Carbohydrate: This food group includes whole grain breads and cereals, starchy vegetables, brown rice and beans. Carbohydrates provide glucose or sugar, which is the main energy source of the body. Your brain prefers to burn glucose for energy over all other fuel sources. Carbohydrates are often high in fiber, which aids in digestion and is protective against some chronic diseases. They are also rich in B vitamins, which promote a healthy metabolism. Along with protein, carbohydrates help your body make neurotransmitters — brain chemicals that affect mood like serotonin and dopamine.

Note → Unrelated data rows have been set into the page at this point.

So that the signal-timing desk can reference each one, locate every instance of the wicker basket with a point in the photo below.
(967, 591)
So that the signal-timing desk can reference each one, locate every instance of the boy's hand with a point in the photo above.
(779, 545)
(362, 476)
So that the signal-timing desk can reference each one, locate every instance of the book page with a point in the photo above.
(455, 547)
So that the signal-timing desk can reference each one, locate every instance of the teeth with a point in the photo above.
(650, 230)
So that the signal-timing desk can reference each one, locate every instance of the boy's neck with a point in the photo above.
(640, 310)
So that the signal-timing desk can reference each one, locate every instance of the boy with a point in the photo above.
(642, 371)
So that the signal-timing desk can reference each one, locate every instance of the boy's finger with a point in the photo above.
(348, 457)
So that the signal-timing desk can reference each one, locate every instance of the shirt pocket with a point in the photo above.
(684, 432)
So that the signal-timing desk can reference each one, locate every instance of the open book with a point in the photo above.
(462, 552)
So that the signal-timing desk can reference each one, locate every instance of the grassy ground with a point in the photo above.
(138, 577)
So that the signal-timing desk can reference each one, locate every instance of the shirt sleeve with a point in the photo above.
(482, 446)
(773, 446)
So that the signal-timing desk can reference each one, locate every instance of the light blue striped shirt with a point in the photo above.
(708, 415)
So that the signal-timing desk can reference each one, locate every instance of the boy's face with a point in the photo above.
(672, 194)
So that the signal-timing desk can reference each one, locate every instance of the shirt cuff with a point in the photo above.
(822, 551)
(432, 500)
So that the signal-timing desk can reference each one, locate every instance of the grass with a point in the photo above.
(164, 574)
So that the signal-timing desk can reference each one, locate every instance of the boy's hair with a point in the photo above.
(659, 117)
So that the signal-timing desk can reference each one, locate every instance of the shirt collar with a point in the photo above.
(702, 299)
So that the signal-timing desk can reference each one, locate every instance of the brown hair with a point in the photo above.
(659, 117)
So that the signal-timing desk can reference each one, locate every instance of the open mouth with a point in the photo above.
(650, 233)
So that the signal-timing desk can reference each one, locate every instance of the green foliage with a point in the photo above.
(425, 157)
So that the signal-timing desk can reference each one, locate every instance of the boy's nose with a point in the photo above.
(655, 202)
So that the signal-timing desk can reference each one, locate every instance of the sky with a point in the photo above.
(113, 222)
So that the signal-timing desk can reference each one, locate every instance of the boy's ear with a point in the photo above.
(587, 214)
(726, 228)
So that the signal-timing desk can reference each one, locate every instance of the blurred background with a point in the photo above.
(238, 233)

Protein: Protein is found in meat, poultry, eggs, seafood, cheese, nuts, seeds, beans and vegetarian sources like soy and tofu. Amino acids from proteins are the building blocks for muscles, bones, blood and skin. Animal sources of protein are also high in iron, which is essential for red blood cell production. Seafood contains a beneficial fat called omega-3 fatty acids, which protect against heart disease and promote brain health. It is important to pair protein with energy from carbohydrates, which helps to “spare” protein to fulfill its roles in the body.
Healthy fats: Unsaturated fats are found in oils, nuts, seeds, avocado, olives, fish and seafood. Fat is important to help your body make hormones and cell membranes. It also aids in the absorption of fat-soluble vitamins: A, D, E and K. A little bit of fat in a meal provides satiety and can keep you fuller longer.
Fruits and vegetables: All forms of produce including raw, cooked, dried, canned and frozen are high in many nutrients such as vitamins, minerals and fiber. While they don’t provide a lot of energy, fruits and vegetables do provide phytochemicals and antioxidants that are protective against chronic diseases.
Dairy: Dairy sources include milk or milk alternatives, yogurt and cheese. These foods have calcium and sometimes vitamin D, which promote bone health. Some sources are also high in potassium, which helps maintain a healthy blood pressure.